Incorrect use of blank node to represent unknown and no value in Wikidata
Open, Needs TriagePublicBUG REPORT

Description

During the BioHackathon where we are working on subsetting Wikidata, we ran into the issue of blank nodes being used in the RDF of Wikidata to express unknown and no values. Unfortunately, this isn't consistent because blank nodes are also used to express other things such as owl:complementOf (e.g. Q42).

These blank nodes are also problematic for anything that traverses Wikidata node-by-node such as faceted browsers or ShEx validators.

It is not explicitly incorrect to have blank nodes in RDF data, but it is:

  1. inconsistent with the approach that Wikidata has taken (which is to avoid blank nodes)
  2. ambiguous because in RDF, blank nodes do not imply unknown values, they are simply *unidentified* nodes in the graph.

Steps to Reproduce:

SELECT ?P ?o { _:2d22892344b969be376b57170b5e495f ?p ?o }
  • Because of the semantics of SPARQL, this will try to get every triple in the database.

Remedy:
Invent a system-wide identifier for unknown values and use that Q identifier for all references to unknown value.

Event Timeline

I don't believe it's the same. T244341: Stop using blank nodes for encoding SomeValue and OWL constraints in WDQS is about the use of blank nodes in the representation of some OWL expressions. The OWL spec is very clear about saying that they have to be blank nodes so the decision was made by the OWL Working Group 15 years ago.
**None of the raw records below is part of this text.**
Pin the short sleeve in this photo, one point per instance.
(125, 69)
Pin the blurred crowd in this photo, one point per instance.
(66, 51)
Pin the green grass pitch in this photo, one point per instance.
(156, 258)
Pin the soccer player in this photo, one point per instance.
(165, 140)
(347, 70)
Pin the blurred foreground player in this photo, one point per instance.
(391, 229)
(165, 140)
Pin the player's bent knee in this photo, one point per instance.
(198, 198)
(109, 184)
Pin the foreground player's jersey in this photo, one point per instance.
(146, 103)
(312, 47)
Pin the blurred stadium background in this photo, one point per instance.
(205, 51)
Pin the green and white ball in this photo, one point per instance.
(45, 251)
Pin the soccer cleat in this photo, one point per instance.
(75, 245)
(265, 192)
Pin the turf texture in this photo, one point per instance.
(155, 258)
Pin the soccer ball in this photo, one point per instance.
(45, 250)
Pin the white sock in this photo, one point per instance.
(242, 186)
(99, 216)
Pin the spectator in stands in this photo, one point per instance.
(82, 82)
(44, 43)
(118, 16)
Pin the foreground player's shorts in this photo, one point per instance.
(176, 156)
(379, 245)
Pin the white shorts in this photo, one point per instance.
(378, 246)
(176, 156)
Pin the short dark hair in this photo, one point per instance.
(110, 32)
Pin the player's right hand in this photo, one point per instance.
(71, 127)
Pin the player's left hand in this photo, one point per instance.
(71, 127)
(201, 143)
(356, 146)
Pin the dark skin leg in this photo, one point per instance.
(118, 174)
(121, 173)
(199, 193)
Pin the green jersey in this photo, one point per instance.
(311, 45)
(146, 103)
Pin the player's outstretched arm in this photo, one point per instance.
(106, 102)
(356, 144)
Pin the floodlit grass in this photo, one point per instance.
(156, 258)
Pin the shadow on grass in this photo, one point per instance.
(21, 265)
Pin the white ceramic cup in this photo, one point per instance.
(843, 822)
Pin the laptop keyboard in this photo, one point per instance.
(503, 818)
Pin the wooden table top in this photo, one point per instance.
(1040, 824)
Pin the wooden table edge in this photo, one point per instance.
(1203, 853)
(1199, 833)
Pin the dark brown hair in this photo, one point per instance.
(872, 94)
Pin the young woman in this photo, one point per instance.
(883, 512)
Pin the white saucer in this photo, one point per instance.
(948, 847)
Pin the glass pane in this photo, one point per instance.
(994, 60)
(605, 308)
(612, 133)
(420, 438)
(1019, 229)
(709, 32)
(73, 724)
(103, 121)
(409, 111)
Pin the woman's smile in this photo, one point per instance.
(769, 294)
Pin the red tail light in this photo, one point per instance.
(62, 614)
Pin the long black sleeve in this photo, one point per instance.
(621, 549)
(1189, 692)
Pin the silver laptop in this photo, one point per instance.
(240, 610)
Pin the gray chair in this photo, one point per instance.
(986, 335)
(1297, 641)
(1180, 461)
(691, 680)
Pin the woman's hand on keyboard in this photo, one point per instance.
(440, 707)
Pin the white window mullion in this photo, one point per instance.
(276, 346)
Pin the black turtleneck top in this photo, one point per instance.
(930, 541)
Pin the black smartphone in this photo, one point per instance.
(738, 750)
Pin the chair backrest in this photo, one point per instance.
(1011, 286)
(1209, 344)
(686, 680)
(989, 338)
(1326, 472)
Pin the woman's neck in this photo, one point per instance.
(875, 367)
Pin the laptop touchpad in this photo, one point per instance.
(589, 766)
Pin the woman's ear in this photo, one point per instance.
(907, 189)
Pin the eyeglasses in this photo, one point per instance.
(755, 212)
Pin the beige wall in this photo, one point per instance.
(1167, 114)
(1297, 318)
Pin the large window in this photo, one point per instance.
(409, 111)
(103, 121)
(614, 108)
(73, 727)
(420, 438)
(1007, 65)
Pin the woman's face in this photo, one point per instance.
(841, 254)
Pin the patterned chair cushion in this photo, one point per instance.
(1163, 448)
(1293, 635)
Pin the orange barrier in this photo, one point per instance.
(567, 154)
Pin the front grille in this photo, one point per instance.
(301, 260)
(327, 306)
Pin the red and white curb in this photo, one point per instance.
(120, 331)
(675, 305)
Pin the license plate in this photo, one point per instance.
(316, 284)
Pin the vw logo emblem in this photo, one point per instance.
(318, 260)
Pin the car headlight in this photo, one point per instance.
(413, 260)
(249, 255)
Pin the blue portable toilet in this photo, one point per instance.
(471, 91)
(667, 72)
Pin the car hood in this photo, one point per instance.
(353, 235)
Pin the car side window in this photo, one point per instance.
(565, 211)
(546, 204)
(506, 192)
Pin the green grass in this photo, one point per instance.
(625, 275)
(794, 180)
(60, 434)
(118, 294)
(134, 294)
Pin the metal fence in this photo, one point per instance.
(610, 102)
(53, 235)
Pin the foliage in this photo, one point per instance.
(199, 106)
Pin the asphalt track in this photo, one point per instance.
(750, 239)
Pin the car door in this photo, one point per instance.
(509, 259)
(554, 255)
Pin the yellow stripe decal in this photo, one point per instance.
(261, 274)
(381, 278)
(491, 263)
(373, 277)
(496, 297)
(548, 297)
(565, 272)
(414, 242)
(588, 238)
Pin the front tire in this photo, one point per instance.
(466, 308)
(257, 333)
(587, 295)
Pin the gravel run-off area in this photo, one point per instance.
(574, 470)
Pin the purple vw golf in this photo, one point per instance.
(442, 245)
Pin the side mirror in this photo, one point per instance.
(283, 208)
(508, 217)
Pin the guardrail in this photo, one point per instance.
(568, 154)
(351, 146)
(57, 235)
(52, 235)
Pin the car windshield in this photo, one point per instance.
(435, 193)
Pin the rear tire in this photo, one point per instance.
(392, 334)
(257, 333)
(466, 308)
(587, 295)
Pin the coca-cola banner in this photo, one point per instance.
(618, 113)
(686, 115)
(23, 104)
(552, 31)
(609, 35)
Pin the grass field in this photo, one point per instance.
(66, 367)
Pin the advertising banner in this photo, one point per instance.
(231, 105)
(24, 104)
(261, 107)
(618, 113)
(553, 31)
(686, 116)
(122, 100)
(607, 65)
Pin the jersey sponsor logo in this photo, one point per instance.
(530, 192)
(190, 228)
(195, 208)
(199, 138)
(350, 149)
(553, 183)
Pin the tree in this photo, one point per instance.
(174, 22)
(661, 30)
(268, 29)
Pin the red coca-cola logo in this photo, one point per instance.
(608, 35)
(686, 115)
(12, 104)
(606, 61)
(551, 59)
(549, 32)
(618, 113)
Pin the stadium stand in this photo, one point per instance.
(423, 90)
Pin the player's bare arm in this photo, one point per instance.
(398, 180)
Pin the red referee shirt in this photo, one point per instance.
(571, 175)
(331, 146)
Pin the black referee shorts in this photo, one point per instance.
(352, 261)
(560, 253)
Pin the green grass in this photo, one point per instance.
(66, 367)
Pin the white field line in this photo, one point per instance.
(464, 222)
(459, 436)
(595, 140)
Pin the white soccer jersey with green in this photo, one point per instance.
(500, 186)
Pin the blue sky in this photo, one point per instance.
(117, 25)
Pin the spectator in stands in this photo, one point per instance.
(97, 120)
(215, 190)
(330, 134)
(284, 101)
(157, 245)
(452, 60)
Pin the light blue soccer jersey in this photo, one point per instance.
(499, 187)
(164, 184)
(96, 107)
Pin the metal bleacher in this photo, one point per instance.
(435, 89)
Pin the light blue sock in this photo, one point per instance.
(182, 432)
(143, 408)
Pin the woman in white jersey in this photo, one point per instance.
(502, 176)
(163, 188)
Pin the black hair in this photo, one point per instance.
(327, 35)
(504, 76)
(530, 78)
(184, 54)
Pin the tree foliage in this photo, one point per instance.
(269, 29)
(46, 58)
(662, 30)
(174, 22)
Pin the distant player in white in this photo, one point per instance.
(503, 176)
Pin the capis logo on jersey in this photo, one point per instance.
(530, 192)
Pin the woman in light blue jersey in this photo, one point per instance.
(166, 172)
This issue is about the use of blank nodes to represent unknown values. The example above can be see in https://www.wikidata.org/wiki/Q313093#Q313093$761f04ee-4d7f-d725-522a-85a3077bb47b which says that Herman Boerhaave's second doctoral advisor is an unknown value but a reader of the Turtle page has no way of knowing that. Creating an entity for Wikidata-unknown-value would unify coding and make life better for queriers.

T244341 also includes the use of blank nodes for unknown values.

Oops, sorry, I failed to notice that.

I propose splitting the issue because the considerations are different and I expect them to have different outcomes.
bnodes for OWL constructs is mandated by the OWL specification.
bnodes for missing and unknown values is a subjective coding choice .

But the ultimate motivation for that task is to get rid of all blank nodes, wherever they appear, because the new query service updater can’t deal with them. If you say that we have to use blank nodes for something, then we have a big problem – please leave a comment on that task with more details.

(Side note: we don’t use blank nodes for “no value”, and I don’t think we ever did. It would be very inconvenient if FILTER EXISTS { ?item wdt:P40 ?hadAnyChild. } matched “child: no value”.)

I'll weigh in on 341 after we reach consensus here on whether our (Andra, Labra, DanBri, myself, ...) interpretation is correct that, at least for http://www.wikidata.org/entity/Q313093.ttl , a blank node represents the unknown value in https://www.wikidata.org/wiki/Q313093#Q313093$761f04ee-4d7f-d725-522a-85a3077bb47b . (Perhaps Andra can speak to "no value" cases.)

I'll weigh in on 341 after we reach consensus here on whether our (Andra, Labra, DanBri, myself, ...) interpretation is correct that, at least for http://www.wikidata.org/entity/Q313093.ttl , a blank node represents the unknown value in https://www.wikidata.org/wiki/Q313093#Q313093$761f04ee-4d7f-d725-522a-85a3077bb47b .

Yes, that’s correct at the moment. (It will eventually change due to T244341.)